To understand however backpropagation is even possible with functions like ReLU you would like to grasp what's the foremost necessary property of derivative that creates backpropagation rule works thus well. This property is that :

f(x) ~ f(x0) + f'(x0)(x - x0)

If you treat x0 as the actual worth of your parameter at the instant - you'll be able to tell (knowing the worth of a price operate and it's derivative) however the value operate will behave when you change your parameters a little bit. This is the most crucial thing in backpropagation.

Because of the actual fact that computing price operates is crucial for a cost computation - you'll want your cost to operate to satisfy the property expressed higher than. It's easy to check that ReLU satisfy this property everywhere except a small neighborhood of 0. And this can be the sole problem with ReLU - the actual fact that we cannot use this property after we are near to zero.
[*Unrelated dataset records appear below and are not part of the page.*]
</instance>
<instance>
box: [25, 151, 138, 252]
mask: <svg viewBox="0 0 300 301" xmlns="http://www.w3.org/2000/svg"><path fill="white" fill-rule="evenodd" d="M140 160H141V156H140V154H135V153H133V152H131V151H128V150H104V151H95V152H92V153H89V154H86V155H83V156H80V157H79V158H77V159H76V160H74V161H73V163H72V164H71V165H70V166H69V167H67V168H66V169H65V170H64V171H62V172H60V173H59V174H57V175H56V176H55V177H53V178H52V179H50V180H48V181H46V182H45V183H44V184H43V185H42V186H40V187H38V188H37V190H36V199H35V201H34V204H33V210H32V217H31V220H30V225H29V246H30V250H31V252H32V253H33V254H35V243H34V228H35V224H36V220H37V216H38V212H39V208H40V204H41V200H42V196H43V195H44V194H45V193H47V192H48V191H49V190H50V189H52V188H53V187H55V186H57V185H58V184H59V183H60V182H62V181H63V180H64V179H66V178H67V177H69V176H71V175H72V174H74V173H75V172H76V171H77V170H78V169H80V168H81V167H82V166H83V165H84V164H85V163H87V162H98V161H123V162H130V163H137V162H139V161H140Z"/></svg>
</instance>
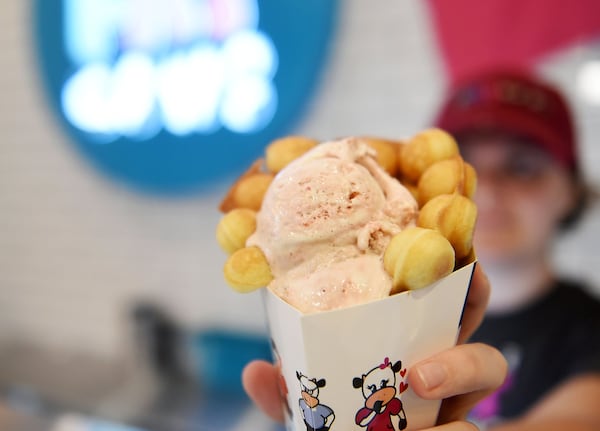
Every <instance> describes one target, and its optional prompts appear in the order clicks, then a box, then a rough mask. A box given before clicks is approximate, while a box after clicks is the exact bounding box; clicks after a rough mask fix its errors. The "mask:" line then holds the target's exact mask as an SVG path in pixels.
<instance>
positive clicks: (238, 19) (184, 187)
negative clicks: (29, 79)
mask: <svg viewBox="0 0 600 431" xmlns="http://www.w3.org/2000/svg"><path fill="white" fill-rule="evenodd" d="M34 11H35V18H36V20H35V23H36V31H37V38H36V40H37V48H38V56H39V59H40V67H41V70H42V74H43V76H44V79H45V83H46V87H47V90H48V94H49V96H50V100H51V102H52V106H53V108H54V109H55V111H56V113H57V114H58V117H59V119H60V120H61V122H62V123H63V125H64V126H65V127H66V129H67V131H68V132H69V135H70V137H71V140H73V141H74V142H75V143H76V144H77V146H78V147H79V148H80V149H81V150H82V152H83V153H84V154H85V155H86V156H88V157H89V158H90V159H91V160H92V162H93V163H94V165H96V166H97V167H99V168H100V169H102V170H103V171H104V172H106V173H109V174H110V175H112V176H113V177H116V178H117V179H119V180H121V181H123V182H125V183H127V184H129V185H131V186H134V187H136V188H141V189H144V190H146V191H150V192H158V193H181V192H186V191H192V190H196V189H198V188H202V187H203V186H206V185H208V184H210V183H211V182H213V181H215V180H218V179H219V178H223V177H226V176H229V175H232V174H234V173H236V172H239V170H240V169H242V168H243V167H244V166H246V165H248V164H249V163H250V161H251V160H253V159H254V158H256V157H257V156H258V155H259V154H260V153H261V152H262V150H263V147H264V145H265V144H266V143H267V142H269V141H270V140H271V139H273V138H275V137H277V136H280V135H282V134H285V133H287V132H288V131H289V129H290V128H291V126H292V125H293V124H294V122H295V121H297V120H298V119H299V117H300V116H301V114H302V112H303V110H304V107H305V106H306V103H307V101H308V97H309V95H310V94H311V92H312V90H313V88H314V87H315V83H316V82H317V80H318V76H319V71H320V69H321V65H322V63H323V61H324V58H325V57H326V53H327V47H328V44H329V41H330V38H331V33H332V29H333V27H334V24H335V16H336V13H335V12H336V2H334V1H331V0H328V1H323V0H303V1H301V2H298V1H297V0H280V1H276V2H275V1H268V0H265V1H257V0H54V1H50V0H37V1H36V2H35V8H34Z"/></svg>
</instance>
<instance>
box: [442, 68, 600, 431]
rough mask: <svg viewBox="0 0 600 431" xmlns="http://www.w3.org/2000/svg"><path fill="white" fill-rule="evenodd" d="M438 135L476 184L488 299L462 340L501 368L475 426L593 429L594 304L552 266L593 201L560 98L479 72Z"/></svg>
mask: <svg viewBox="0 0 600 431" xmlns="http://www.w3.org/2000/svg"><path fill="white" fill-rule="evenodd" d="M435 125H436V126H437V127H439V128H442V129H444V130H446V131H448V132H450V133H451V134H452V135H454V137H455V138H456V139H457V141H458V143H459V146H460V148H461V153H462V155H463V157H464V158H465V160H467V161H468V162H469V163H471V164H472V165H473V166H474V168H475V170H476V171H477V175H478V184H477V191H476V194H475V197H474V200H475V202H476V203H477V206H478V211H479V213H478V222H477V226H476V230H475V240H474V241H475V251H476V254H477V257H478V260H479V262H480V263H481V264H482V265H483V267H484V268H485V269H486V273H487V274H488V276H489V279H490V282H491V286H492V293H491V296H490V302H489V306H488V309H487V311H486V315H485V318H484V320H483V322H482V324H481V326H480V327H479V328H478V329H477V331H476V332H475V333H474V335H473V336H472V337H471V339H470V340H471V341H473V342H482V343H486V344H489V345H491V346H494V347H496V348H497V349H499V350H500V351H501V352H502V353H503V354H504V356H505V357H506V359H507V361H508V364H509V373H508V376H507V379H506V381H505V382H504V384H503V385H502V386H501V387H500V389H499V390H498V391H496V392H495V393H493V394H492V395H491V396H489V397H487V398H486V399H485V400H483V401H482V402H480V403H479V404H478V405H477V406H476V407H475V408H474V409H473V411H472V414H471V418H472V419H474V420H476V421H477V423H479V424H481V426H485V425H487V426H488V428H489V429H493V430H495V431H509V430H514V431H520V430H522V431H526V430H532V431H533V430H544V431H551V430H561V431H565V430H569V431H577V430H590V431H591V430H600V302H599V301H598V299H597V296H596V295H594V294H593V293H591V291H590V290H589V287H588V286H586V285H584V284H582V283H581V282H578V281H575V280H568V279H565V278H563V277H561V276H560V274H558V273H557V270H556V269H555V268H554V267H553V264H552V245H553V243H554V241H555V240H556V238H557V236H558V235H559V234H562V233H564V232H565V231H567V230H568V229H569V228H572V227H573V226H574V225H575V223H576V222H577V221H578V220H579V218H580V216H581V215H582V211H583V210H584V209H585V207H586V202H588V201H589V198H590V196H591V194H590V192H589V190H588V189H587V188H586V186H585V184H584V181H583V178H582V172H581V167H580V164H579V160H578V157H577V140H576V133H575V127H574V124H573V119H572V114H571V111H570V108H569V106H568V104H567V102H566V99H565V97H564V96H563V95H562V94H561V93H560V92H559V91H558V89H557V88H555V87H553V86H552V85H550V84H549V83H547V82H545V81H543V80H541V79H539V77H536V76H535V75H533V74H532V73H529V72H525V71H516V70H505V71H494V72H489V73H483V74H480V75H478V76H475V77H473V78H472V79H468V80H464V81H462V82H459V83H458V84H457V85H455V86H454V87H453V88H452V89H451V91H449V94H448V96H447V99H446V100H445V102H444V103H443V106H442V108H441V109H440V112H439V114H438V116H437V119H436V121H435Z"/></svg>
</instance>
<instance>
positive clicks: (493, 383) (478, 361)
mask: <svg viewBox="0 0 600 431" xmlns="http://www.w3.org/2000/svg"><path fill="white" fill-rule="evenodd" d="M489 294H490V286H489V282H488V280H487V277H486V276H485V274H484V273H483V271H482V270H481V268H480V267H479V265H478V266H477V267H476V269H475V273H474V275H473V281H472V284H471V289H470V290H469V296H468V297H467V302H466V304H465V312H464V315H463V322H462V328H461V332H460V334H459V337H458V342H459V345H458V346H456V347H454V348H451V349H448V350H446V351H444V352H441V353H439V354H437V355H434V356H433V357H431V358H428V359H426V360H424V361H421V362H419V363H417V364H415V365H414V366H413V367H411V369H410V371H409V374H408V381H409V385H410V386H411V387H412V388H413V390H414V391H415V393H416V394H417V395H419V396H420V397H422V398H424V399H438V400H444V401H443V402H442V406H441V409H440V415H439V418H438V425H442V426H441V427H435V429H436V430H438V431H442V430H444V431H454V430H456V431H459V430H470V429H473V430H474V429H476V427H475V426H474V425H473V424H470V423H468V422H465V418H466V416H467V413H468V412H469V410H470V409H471V408H472V407H473V406H474V405H475V404H476V403H477V402H478V401H479V400H481V399H482V398H484V397H485V396H487V395H488V394H490V393H491V392H493V391H494V390H495V389H496V388H498V387H499V386H500V385H501V384H502V382H503V381H504V378H505V376H506V371H507V365H506V361H505V360H504V358H503V357H502V355H501V354H500V352H498V351H497V350H496V349H494V348H492V347H490V346H487V345H484V344H462V345H460V344H461V343H464V342H465V341H466V340H467V339H468V338H469V337H470V336H471V334H472V333H473V332H474V331H475V329H476V328H477V327H478V326H479V324H480V323H481V320H482V319H483V314H484V312H485V308H486V306H487V301H488V298H489ZM278 379H279V371H278V370H277V368H276V367H275V366H273V365H272V364H270V363H268V362H265V361H254V362H251V363H250V364H248V365H247V366H246V368H245V369H244V372H243V375H242V383H243V385H244V388H245V390H246V392H247V393H248V396H249V397H250V398H251V399H252V400H253V401H254V403H255V404H256V405H257V406H258V407H259V408H260V409H261V410H262V411H264V412H265V413H266V414H267V415H269V416H270V417H271V418H273V419H274V420H276V421H278V422H282V421H283V419H284V416H283V411H282V410H281V405H282V404H281V395H280V393H279V386H278Z"/></svg>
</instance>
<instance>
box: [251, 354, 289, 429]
mask: <svg viewBox="0 0 600 431" xmlns="http://www.w3.org/2000/svg"><path fill="white" fill-rule="evenodd" d="M242 385H243V386H244V390H245V391H246V393H247V394H248V396H249V397H250V399H251V400H252V401H253V402H254V403H255V404H256V406H257V407H258V408H259V409H261V410H262V411H263V412H264V413H265V414H267V415H268V416H269V417H271V418H272V419H273V420H275V421H277V422H283V419H284V418H283V411H282V409H281V405H282V401H281V395H280V391H279V371H278V370H277V368H276V367H275V366H274V365H273V364H271V363H269V362H266V361H252V362H250V363H249V364H248V365H246V367H245V368H244V371H243V372H242Z"/></svg>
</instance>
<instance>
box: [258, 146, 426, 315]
mask: <svg viewBox="0 0 600 431" xmlns="http://www.w3.org/2000/svg"><path fill="white" fill-rule="evenodd" d="M417 213H418V206H417V203H416V201H415V199H414V198H413V197H412V195H411V194H410V192H409V191H408V190H407V189H406V188H405V187H404V186H403V185H402V184H400V182H399V181H397V180H396V179H395V178H392V177H390V176H389V175H388V174H387V173H386V172H385V171H384V170H383V169H382V168H381V167H380V166H379V164H378V163H377V162H376V160H375V152H374V150H373V149H371V148H370V147H369V146H368V145H366V144H365V143H363V142H362V141H360V140H359V139H356V138H348V139H344V140H340V141H333V142H326V143H323V144H320V145H318V146H317V147H316V148H314V149H313V150H311V151H309V152H308V153H306V154H304V155H303V156H302V157H300V158H298V159H296V160H294V161H293V162H292V163H290V164H289V165H288V166H287V167H286V168H285V169H283V170H282V171H281V172H280V173H279V174H277V176H276V177H275V179H274V180H273V182H272V184H271V186H270V188H269V190H268V191H267V193H266V195H265V197H264V200H263V203H262V207H261V209H260V211H259V212H258V214H257V220H256V223H257V227H256V232H255V233H254V234H253V235H252V236H251V237H250V238H249V239H248V241H247V245H248V246H251V245H256V246H258V247H259V248H260V249H261V250H262V251H263V253H264V254H265V256H266V257H267V260H268V262H269V265H270V267H271V271H272V273H273V276H274V280H273V281H272V282H271V284H270V285H269V286H268V287H269V288H270V289H271V290H272V291H273V292H274V293H275V294H277V295H278V296H280V297H281V298H282V299H284V300H285V301H287V302H288V303H290V304H291V305H293V306H294V307H296V308H297V309H299V310H300V311H302V312H304V313H310V312H315V311H324V310H332V309H336V308H341V307H348V306H351V305H355V304H361V303H365V302H369V301H372V300H376V299H380V298H384V297H386V296H388V295H389V293H390V290H391V286H392V281H391V278H390V276H389V275H388V274H387V273H386V271H385V270H384V268H383V263H382V259H383V253H384V252H385V249H386V247H387V245H388V243H389V241H390V239H391V237H392V236H393V235H395V234H397V233H398V232H400V231H401V230H402V229H404V228H406V227H408V226H414V225H415V222H416V217H417Z"/></svg>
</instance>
To overcome that you simply might select the worth of ReLU derivative in zero to either one or zero. On the opposite hand, most of the researchers do not treat this problem as serious just because of the actual fact, that being close to 0 during ReLU computations is relatively rare.

From the higher than - in fact - from the pure mathematical purpose of reading it is not plausible to use ReLU with backpropagation rule. On the opposite hand - in observing it always does not create any distinction that it's this weird behavior around zero.

Go through the Backpropagation Algorithm for more details on this segment.